Cached Query Plans (was: global prepared statements)

From: PFC <lists(at)peufeu(dot)com>
To: "pgsql-hackers(at)postgresql(dot)org" <pgsql-hackers(at)postgresql(dot)org>
Subject: Cached Query Plans (was: global prepared statements)
Date: 2008-04-11 16:34:41
Message-ID: op.t9ggb3wacigqcu@apollo13.peufeu.com
Views: Raw Message | Whole Thread | Download mbox | Resend email
Thread:
Lists: pgsql-hackers


Well, I realized the idea of global prepared statements actually sucked,
so I set on another approach thanks to ideas from this list, this is
caching query plans.

First, let's see if there is low hanging fruit with the typical small,
often-executed queries that are so frequent on websites.
Tables test, test2 and test3 contain id (integer primary key) and another
integer field. There are 100K rows in each.

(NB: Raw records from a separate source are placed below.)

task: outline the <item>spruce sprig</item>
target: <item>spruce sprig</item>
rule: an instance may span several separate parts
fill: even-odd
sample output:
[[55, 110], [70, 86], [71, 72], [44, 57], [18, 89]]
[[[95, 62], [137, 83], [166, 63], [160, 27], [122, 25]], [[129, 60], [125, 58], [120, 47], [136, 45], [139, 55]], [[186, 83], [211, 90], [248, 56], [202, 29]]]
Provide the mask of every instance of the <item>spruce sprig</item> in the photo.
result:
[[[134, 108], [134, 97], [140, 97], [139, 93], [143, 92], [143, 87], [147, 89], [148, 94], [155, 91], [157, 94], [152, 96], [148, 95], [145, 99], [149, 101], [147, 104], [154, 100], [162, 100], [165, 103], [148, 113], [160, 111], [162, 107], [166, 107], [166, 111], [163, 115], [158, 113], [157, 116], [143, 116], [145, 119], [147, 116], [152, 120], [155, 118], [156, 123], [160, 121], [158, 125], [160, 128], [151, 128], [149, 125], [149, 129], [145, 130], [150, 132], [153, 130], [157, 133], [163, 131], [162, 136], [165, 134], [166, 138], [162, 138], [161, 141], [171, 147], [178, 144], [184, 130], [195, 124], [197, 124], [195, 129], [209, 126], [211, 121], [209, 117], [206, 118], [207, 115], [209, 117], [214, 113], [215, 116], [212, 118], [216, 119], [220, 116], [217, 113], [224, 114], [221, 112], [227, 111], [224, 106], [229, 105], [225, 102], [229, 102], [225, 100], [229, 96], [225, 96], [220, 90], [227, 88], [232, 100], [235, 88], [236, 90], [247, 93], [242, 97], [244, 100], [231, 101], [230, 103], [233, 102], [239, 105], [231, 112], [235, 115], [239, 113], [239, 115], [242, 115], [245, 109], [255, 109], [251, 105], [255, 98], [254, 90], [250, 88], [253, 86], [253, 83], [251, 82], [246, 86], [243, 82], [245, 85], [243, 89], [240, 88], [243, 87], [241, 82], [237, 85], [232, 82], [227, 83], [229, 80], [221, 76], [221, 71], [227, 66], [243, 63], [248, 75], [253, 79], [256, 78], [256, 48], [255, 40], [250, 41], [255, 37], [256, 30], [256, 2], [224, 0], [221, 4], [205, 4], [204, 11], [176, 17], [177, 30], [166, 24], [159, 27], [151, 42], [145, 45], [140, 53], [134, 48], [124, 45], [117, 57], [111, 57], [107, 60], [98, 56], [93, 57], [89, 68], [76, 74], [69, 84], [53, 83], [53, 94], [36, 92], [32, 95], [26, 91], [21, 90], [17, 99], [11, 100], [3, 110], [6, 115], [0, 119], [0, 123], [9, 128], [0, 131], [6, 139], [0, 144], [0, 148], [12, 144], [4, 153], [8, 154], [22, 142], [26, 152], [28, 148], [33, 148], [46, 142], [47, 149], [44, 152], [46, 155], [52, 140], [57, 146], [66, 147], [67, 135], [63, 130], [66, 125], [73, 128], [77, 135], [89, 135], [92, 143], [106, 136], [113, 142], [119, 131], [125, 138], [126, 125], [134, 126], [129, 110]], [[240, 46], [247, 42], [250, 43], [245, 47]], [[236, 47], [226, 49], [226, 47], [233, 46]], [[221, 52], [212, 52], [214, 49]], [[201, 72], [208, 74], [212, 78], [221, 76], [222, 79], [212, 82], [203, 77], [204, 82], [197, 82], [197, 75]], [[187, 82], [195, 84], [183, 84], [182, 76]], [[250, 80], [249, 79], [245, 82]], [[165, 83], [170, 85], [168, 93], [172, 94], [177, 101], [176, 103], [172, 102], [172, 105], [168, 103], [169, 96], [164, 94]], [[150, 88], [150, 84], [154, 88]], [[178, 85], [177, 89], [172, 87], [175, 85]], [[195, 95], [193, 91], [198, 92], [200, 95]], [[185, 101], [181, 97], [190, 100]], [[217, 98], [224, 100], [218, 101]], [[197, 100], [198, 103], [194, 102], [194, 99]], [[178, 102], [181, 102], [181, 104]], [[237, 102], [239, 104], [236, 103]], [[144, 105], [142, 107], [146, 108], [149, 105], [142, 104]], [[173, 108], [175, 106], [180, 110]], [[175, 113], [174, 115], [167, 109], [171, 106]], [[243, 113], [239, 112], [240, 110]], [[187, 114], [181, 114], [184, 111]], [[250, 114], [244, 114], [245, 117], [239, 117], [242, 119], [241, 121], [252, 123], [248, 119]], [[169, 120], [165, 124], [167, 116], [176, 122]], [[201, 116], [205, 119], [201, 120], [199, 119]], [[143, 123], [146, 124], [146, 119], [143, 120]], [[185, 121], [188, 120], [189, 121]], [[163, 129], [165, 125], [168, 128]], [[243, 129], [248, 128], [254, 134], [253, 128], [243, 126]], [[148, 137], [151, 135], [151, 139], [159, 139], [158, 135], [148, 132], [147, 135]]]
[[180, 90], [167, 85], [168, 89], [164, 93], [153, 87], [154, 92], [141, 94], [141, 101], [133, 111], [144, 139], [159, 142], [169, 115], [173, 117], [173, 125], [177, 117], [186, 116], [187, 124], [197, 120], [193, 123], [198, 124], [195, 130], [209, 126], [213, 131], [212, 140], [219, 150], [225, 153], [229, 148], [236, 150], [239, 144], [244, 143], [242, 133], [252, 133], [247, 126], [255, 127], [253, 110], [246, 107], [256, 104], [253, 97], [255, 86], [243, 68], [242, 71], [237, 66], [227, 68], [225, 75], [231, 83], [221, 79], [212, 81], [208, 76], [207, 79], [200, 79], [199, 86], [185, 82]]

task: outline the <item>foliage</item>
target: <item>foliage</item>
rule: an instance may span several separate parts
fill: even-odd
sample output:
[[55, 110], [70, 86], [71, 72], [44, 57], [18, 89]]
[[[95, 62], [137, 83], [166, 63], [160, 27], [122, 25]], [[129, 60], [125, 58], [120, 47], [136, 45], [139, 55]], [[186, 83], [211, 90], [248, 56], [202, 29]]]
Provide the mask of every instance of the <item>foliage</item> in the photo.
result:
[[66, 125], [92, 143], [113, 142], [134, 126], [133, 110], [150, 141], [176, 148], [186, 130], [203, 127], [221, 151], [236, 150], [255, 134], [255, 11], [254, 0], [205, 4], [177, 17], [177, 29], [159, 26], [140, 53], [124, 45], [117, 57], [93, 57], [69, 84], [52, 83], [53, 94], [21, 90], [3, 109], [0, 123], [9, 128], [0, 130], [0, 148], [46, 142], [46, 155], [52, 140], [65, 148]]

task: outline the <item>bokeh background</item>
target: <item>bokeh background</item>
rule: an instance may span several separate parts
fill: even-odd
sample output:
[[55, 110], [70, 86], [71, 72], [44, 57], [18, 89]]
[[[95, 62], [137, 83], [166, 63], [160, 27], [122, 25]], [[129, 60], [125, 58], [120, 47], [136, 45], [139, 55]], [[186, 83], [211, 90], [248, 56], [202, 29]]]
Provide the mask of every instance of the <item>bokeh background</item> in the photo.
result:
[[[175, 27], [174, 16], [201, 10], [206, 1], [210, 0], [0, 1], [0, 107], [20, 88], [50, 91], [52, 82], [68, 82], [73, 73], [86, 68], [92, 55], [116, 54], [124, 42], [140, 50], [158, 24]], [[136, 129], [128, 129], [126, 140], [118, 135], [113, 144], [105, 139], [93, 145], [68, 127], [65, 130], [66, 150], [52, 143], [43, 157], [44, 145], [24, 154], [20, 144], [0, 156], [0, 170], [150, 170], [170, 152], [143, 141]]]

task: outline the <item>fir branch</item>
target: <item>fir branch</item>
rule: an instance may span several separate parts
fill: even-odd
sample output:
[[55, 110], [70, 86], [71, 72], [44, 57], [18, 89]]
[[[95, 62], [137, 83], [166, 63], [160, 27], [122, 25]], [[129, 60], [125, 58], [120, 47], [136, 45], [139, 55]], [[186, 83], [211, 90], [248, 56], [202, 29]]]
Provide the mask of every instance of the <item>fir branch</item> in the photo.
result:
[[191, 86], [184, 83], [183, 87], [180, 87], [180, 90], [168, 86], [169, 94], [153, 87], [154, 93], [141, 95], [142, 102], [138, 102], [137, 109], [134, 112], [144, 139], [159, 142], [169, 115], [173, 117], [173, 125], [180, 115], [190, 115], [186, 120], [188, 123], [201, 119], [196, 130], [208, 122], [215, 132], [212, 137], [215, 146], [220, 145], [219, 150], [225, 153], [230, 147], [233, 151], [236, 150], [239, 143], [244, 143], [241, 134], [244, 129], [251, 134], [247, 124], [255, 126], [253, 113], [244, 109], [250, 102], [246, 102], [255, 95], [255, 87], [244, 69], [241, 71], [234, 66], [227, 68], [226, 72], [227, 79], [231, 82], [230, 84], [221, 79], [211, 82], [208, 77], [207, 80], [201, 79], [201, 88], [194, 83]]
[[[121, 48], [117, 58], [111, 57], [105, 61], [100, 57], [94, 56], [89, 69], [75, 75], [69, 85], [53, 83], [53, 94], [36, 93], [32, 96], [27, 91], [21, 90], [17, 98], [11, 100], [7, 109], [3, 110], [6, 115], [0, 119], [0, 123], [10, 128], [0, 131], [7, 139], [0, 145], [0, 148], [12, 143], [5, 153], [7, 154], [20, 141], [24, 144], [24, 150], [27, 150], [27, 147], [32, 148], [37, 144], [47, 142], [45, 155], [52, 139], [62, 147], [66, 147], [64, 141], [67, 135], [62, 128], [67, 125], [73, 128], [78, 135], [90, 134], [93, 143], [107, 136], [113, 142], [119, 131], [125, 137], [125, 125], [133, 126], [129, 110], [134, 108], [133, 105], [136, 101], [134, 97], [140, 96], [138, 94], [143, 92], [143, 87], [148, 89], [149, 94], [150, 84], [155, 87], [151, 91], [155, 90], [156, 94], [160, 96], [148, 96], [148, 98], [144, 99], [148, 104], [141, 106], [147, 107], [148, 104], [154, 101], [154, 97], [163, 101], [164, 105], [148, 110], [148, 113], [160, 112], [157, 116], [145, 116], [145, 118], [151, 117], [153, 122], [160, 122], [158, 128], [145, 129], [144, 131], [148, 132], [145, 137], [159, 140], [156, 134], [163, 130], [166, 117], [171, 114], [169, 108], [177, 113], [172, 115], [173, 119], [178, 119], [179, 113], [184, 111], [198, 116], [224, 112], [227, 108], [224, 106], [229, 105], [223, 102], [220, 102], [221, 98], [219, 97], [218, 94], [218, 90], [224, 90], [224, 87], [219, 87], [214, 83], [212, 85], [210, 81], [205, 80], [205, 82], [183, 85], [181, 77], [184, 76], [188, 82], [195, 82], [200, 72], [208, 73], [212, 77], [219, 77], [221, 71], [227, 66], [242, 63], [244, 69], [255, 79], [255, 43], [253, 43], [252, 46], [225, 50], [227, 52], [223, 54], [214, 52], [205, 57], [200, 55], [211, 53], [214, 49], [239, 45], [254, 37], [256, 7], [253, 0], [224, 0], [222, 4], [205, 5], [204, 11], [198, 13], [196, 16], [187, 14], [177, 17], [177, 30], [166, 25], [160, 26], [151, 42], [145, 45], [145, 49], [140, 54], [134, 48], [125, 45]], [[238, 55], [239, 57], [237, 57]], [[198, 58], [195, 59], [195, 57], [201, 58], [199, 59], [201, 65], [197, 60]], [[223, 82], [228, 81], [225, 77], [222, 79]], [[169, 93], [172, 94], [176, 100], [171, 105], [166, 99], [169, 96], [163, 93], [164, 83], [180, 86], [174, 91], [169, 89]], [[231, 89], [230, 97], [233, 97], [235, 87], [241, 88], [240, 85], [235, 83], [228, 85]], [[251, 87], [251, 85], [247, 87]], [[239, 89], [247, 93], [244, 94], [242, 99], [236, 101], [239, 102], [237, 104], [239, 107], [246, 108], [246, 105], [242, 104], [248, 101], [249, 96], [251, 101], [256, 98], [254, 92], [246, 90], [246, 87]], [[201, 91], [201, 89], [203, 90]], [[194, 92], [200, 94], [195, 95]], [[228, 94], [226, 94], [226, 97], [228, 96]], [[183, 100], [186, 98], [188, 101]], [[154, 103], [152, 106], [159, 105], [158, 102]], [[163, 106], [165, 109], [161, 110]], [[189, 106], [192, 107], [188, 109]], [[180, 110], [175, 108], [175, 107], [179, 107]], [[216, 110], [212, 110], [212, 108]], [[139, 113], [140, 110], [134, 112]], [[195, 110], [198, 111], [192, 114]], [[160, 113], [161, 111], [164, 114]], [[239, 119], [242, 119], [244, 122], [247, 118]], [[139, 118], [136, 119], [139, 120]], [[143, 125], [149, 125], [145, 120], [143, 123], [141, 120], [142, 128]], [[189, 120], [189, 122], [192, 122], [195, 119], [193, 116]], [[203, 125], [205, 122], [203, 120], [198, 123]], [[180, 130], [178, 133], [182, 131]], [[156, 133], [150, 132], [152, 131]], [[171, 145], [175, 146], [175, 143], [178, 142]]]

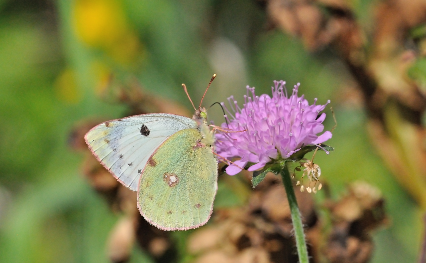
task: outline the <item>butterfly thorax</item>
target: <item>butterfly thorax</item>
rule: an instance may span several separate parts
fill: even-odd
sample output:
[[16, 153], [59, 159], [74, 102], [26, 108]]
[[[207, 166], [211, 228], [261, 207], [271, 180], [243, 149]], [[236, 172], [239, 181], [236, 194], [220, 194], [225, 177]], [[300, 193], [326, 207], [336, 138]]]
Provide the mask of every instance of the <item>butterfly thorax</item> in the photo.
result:
[[207, 113], [204, 107], [200, 108], [195, 112], [193, 117], [198, 124], [199, 129], [202, 134], [203, 138], [200, 143], [201, 145], [205, 146], [211, 146], [214, 143], [215, 139], [214, 135], [207, 123]]

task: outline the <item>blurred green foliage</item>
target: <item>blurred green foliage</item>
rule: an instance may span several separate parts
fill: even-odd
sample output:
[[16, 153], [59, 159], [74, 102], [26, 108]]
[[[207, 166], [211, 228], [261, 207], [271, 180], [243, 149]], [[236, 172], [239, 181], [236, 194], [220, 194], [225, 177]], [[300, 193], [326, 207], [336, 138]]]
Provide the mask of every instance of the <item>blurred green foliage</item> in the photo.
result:
[[[358, 11], [367, 14], [369, 2], [360, 2]], [[87, 17], [109, 23], [90, 28], [103, 31], [98, 35], [82, 32], [78, 23], [91, 22], [78, 20]], [[336, 197], [354, 180], [378, 187], [390, 223], [374, 235], [372, 262], [413, 262], [420, 212], [373, 151], [362, 109], [341, 103], [345, 69], [326, 51], [307, 53], [265, 24], [255, 1], [0, 1], [0, 262], [107, 262], [105, 242], [118, 215], [83, 179], [82, 156], [67, 141], [79, 121], [125, 112], [99, 96], [111, 73], [119, 80], [135, 77], [188, 109], [181, 83], [196, 103], [213, 73], [206, 105], [231, 94], [242, 100], [246, 85], [268, 92], [281, 79], [288, 88], [301, 83], [311, 101], [331, 99], [338, 126], [328, 142], [334, 152], [316, 157], [322, 178]], [[85, 38], [92, 34], [99, 39]], [[413, 74], [423, 74], [423, 63]], [[220, 111], [210, 111], [221, 123]], [[332, 118], [325, 124], [331, 129]], [[220, 188], [218, 204], [238, 199]], [[149, 260], [135, 248], [132, 262]]]

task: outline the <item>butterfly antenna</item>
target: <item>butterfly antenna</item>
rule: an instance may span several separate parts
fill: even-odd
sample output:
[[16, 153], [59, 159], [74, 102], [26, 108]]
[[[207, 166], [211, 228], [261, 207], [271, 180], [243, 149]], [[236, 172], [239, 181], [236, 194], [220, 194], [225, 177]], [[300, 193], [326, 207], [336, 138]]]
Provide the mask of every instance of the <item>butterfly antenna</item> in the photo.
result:
[[[222, 106], [222, 105], [219, 102], [215, 102], [214, 103], [213, 103], [213, 104], [212, 104], [211, 105], [210, 105], [210, 107], [209, 107], [208, 109], [207, 109], [208, 110], [209, 109], [210, 109], [210, 108], [212, 107], [212, 106], [213, 106], [213, 105], [214, 105], [215, 104], [219, 104], [219, 106], [220, 106], [220, 107], [222, 108], [222, 111], [223, 111], [223, 115], [225, 115], [225, 114], [226, 114], [225, 113], [225, 110], [223, 109], [223, 106]], [[227, 127], [229, 128], [229, 126], [228, 126], [228, 120], [226, 119], [226, 118], [225, 118], [225, 122], [226, 123], [226, 126]]]
[[207, 93], [207, 90], [209, 89], [209, 87], [210, 86], [210, 84], [212, 83], [213, 82], [213, 80], [214, 78], [216, 77], [216, 74], [213, 74], [213, 77], [212, 77], [212, 79], [210, 80], [210, 82], [209, 83], [208, 86], [207, 86], [207, 89], [206, 89], [206, 91], [204, 91], [204, 94], [203, 95], [203, 97], [201, 98], [201, 101], [200, 102], [200, 106], [199, 107], [199, 109], [201, 108], [201, 104], [203, 103], [203, 100], [204, 99], [204, 96], [206, 95], [206, 93]]
[[[210, 82], [211, 83], [211, 82]], [[189, 96], [189, 94], [188, 94], [188, 90], [186, 89], [186, 86], [184, 84], [182, 83], [182, 86], [184, 88], [184, 90], [185, 91], [185, 93], [187, 94], [187, 96], [188, 96], [188, 98], [189, 99], [189, 101], [191, 102], [191, 104], [192, 104], [192, 106], [194, 107], [194, 109], [196, 111], [197, 109], [195, 108], [195, 106], [194, 106], [194, 103], [192, 102], [192, 100], [191, 99], [191, 97]], [[204, 93], [205, 94], [205, 93]]]

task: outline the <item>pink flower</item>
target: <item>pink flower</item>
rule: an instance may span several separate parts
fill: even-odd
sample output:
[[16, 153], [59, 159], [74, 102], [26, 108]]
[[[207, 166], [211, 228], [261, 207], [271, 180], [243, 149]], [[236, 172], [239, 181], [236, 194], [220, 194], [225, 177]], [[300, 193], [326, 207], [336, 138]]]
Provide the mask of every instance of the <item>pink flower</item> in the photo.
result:
[[[256, 96], [254, 88], [247, 86], [242, 109], [233, 97], [228, 98], [231, 110], [225, 107], [228, 114], [225, 117], [229, 124], [222, 123], [222, 126], [233, 132], [247, 130], [216, 135], [217, 153], [228, 160], [240, 158], [234, 163], [242, 168], [249, 163], [249, 171], [262, 168], [274, 160], [288, 158], [303, 146], [318, 146], [331, 137], [328, 131], [317, 135], [324, 129], [322, 123], [325, 118], [325, 113], [319, 114], [329, 100], [325, 105], [317, 105], [315, 98], [310, 105], [304, 95], [297, 94], [300, 83], [294, 86], [288, 97], [285, 82], [274, 83], [272, 98], [266, 94]], [[225, 106], [223, 102], [221, 104]], [[226, 168], [230, 175], [241, 171], [233, 164]]]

First, the simplest query :
SELECT * FROM test WHERE id = $1

110 us : Send query as text (PHP:pg_query -> PQexec)
125 us : Parse+Bind (PHP:pg_query_params -> PQexecParams)
67 us : Execute a previously prepared statement (PHP:pg_execute ->
PQexecPrepared)

A slightly more complex one but still pretty classic :
SELECT * FROM (SELECT * FROM test WHERE id>$1 ORDER BY id LIMIT 5) AS a
NATURAL LEFT JOIN test2 NATURAL LEFT JOIN test3 ORDER BY id

523 us : Send query as text (PHP:pg_query -> PQexec)
580 us : Parse+Bind (PHP:pg_query_params -> PQexecParams)
148 us : Execute a previously prepared statement (PHP:pg_execute ->
PQexecPrepared)

OK, so there is low hanging fruit since the parsing+planning time of those
is longer than doing the query itself.

Since the Parse message includes a $-parameterized query that is to be
prepared, it seems logical to put the caching logic there : the query
string (without parameters) makes a nice cache key.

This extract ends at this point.